Distribution of inferred pilin genotypes among pharyngitis and impetigo isolates. Data are summarized for pharyngitis (Table S9) and impetigo (Table S10) isolates; excluded are isolates (<1%) with FCT-region forms not determined (n.d.). Inferences for pilin genotypes are based on known emm types, using the combined data for Tables S1, S9, and S10. (A) Distribution of pharyngitis and impetigo isolates among FCT-region forms for 34 pharyngitis and 10 impetigo surveys. (B) Relative ratios of pharyngitis to impetigo isolates, according to FCT-region form; observed vs expected comparisons for pharyngitis vs impetigo isolates, for each FCT-region assignment, were assessed by Fishers exact test and/or χ² with Yates correction (two-tailed); P values are highly significant (P < 0.01, **) except for FCT-4 (non-significant, NS). (C and D) Relative fractional ratios (log₁₀) of pharyngitis to impetigo isolates, according to inferred pilin (pil) type (C) (raw data are listed in Table S12), and pilA nt80 cluster (D); excluded are pilin genotypes comprising <1% of pharyngitis or impetigo isolates; each unique pilin genotype is depicted by ●. For (C), mean averages (bars) are shown; for FCT-3 vs FCT-4 pilin types, t < 0.01 (unpaired t-test and two-tailed).

Fig 10

Distribution of inferred emm genotypes among pharyngitis and impetigo isolates. Data are summarized for pharyngitis (Table S9) and impetigo (Table S10) isolates; excluded are isolates (<1%) with emm pattern groupings that are n.d., rearranged, or mixed for an emm type; emm cluster is inferred from emm type as described (43). (A) Distribution of pharyngitis and impetigo isolates among emm pattern groupings for 34 pharyngitis and 10 impetigo surveys. (B) Relative ratios of pharyngitis to impetigo isolates according to major emm pattern grouping.
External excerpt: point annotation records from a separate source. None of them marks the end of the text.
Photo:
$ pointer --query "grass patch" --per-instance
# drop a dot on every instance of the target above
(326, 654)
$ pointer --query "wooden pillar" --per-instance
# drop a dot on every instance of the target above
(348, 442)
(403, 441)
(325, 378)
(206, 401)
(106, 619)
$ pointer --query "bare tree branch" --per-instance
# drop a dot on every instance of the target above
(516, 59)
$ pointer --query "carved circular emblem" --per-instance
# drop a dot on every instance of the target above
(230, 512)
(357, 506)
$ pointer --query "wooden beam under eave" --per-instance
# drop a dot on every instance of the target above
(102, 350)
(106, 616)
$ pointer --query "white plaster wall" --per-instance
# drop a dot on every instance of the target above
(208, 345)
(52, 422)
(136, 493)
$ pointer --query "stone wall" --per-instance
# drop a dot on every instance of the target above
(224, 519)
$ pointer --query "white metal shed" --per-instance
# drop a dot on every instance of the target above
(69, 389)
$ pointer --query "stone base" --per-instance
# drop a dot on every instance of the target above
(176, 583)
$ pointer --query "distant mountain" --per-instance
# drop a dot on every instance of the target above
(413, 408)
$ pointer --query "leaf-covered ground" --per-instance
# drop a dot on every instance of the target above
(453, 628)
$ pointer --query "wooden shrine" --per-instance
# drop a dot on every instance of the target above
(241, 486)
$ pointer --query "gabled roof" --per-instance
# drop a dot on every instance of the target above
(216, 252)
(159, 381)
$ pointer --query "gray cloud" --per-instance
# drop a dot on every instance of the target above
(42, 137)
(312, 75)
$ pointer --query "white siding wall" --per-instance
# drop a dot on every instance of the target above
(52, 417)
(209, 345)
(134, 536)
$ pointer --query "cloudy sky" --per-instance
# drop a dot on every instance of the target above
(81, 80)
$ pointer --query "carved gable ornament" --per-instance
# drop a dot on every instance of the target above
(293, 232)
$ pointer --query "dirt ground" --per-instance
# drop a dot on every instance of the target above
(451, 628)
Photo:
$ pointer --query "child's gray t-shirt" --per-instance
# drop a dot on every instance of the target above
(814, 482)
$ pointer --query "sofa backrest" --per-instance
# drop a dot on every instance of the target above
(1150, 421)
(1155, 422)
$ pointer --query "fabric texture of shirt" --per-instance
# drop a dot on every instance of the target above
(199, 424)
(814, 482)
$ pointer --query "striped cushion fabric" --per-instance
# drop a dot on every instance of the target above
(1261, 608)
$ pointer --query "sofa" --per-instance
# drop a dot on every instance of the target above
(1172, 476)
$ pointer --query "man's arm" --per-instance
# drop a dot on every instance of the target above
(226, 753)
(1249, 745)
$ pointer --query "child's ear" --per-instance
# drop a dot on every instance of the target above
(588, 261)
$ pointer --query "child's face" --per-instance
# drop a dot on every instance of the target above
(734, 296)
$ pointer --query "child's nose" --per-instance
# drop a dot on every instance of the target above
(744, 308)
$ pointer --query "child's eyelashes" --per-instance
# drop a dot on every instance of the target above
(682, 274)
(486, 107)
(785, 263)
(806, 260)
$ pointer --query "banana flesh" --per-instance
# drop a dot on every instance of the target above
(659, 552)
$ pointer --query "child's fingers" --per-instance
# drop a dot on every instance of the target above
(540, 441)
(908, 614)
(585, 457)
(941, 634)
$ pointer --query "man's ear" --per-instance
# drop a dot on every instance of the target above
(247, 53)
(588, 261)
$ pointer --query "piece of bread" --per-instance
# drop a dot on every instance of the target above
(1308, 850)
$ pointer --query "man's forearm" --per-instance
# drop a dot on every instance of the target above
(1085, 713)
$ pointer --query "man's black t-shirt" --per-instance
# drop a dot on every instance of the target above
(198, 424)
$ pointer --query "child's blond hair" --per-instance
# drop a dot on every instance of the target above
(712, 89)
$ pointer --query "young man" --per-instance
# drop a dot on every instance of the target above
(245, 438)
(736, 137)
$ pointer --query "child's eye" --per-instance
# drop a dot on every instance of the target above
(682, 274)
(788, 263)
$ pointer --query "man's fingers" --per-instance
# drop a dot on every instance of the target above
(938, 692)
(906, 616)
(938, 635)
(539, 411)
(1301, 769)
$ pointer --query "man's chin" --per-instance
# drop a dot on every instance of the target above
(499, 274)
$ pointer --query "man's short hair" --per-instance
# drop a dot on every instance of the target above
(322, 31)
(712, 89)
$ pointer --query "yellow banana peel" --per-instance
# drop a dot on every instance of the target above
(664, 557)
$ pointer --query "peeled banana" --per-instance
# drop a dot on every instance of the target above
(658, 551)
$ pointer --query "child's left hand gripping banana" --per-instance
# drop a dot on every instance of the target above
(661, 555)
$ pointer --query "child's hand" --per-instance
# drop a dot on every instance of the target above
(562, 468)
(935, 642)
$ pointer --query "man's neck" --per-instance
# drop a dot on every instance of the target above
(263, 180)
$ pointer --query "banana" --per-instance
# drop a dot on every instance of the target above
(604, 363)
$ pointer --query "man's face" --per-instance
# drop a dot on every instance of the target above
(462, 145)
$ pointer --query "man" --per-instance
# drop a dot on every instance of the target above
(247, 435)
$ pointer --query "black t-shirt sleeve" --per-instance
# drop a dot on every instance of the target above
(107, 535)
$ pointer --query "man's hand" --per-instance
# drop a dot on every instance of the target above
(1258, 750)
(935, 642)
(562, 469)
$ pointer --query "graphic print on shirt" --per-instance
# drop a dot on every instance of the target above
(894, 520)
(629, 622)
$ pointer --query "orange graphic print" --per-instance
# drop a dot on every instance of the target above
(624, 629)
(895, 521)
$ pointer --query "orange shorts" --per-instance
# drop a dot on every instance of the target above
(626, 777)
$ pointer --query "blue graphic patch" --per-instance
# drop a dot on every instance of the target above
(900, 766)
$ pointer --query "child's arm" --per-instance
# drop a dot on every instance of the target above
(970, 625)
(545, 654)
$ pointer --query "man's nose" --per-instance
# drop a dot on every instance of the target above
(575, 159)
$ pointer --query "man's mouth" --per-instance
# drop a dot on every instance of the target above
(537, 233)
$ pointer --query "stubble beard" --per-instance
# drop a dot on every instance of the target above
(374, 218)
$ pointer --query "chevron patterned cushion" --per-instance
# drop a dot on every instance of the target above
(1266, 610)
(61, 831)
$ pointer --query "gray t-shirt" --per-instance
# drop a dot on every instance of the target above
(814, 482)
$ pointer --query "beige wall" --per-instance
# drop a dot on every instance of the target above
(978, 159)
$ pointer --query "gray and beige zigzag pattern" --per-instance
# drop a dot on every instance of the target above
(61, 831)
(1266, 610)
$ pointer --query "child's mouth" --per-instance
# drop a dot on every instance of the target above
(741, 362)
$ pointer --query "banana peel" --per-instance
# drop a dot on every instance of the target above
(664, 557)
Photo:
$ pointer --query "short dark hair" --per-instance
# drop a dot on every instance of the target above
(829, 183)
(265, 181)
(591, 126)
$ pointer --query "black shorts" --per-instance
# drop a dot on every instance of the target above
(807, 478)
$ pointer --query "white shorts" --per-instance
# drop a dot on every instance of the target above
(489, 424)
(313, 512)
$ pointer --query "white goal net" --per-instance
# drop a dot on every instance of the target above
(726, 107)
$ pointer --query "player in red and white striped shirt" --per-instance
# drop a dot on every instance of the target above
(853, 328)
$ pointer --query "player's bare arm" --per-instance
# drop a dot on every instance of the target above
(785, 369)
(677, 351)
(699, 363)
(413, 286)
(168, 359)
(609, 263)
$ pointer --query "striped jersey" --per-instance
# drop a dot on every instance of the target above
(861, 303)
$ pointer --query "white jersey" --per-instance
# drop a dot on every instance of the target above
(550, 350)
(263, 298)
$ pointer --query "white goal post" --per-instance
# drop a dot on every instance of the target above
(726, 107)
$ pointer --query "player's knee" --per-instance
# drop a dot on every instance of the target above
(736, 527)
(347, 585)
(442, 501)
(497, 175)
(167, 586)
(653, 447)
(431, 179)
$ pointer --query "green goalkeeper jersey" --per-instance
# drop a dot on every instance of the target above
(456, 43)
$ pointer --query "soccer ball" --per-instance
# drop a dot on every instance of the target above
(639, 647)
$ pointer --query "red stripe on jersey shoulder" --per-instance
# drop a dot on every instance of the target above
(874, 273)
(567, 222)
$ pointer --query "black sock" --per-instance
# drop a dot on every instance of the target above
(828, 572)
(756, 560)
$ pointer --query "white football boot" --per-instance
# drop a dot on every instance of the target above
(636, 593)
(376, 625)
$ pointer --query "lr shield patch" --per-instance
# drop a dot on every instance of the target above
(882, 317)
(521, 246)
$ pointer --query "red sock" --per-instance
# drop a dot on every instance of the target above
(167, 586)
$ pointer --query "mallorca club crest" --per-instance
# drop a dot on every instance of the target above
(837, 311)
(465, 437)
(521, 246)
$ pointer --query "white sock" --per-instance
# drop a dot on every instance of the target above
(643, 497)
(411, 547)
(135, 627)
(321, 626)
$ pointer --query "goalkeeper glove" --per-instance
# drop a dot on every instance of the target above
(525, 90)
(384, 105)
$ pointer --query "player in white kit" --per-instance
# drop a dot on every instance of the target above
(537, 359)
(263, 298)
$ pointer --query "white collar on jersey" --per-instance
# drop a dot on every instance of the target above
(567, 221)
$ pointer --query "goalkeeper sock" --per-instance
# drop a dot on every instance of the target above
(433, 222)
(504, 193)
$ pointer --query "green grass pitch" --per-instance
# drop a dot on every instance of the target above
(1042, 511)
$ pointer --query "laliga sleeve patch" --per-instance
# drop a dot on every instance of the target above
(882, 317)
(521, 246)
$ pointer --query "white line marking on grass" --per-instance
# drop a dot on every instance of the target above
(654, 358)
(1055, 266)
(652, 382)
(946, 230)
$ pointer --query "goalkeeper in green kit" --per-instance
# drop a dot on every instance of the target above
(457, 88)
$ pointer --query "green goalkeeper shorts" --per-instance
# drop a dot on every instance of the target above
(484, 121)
Paired t test (two-tailed) for two-way comparisons between the percentage of isolates assigned to emm pattern groups A–C vs D, for the 34 collections of pharyngitis isolates (t = 7.20E-05) and for the 10 collections of impetigo isolates (t = 2.04E-06). (C) Distribution of pharyngitis and impetigo isolates among emm clusters; “single clade Y” genes represent emm genes that occupy single branches in the phylogenetic tree and are subdivided for emm patterns A–C and D. (D and E) Distribution of pharyngitis (D) and impetigo (E) isolates among the five main emm cluster groups (plus “other”), according to inferred FCT-region form. (F) Relative fractional ratios (log₁₀) of pharyngitis to impetigo isolates, according to inferred pilA nt80 cluster (left; as shown in Fig. 9D) or a subset of pilA nt80 clusters recovered in association with emm cluster D4 (right), which harbors a (putative) plasminogen-binding domain. Colored symbols: red, pilA nt80_16; green, nt80_8; blue, nt80_12; orange, nt80_15; purple, nt80_17; brown, nt80_14.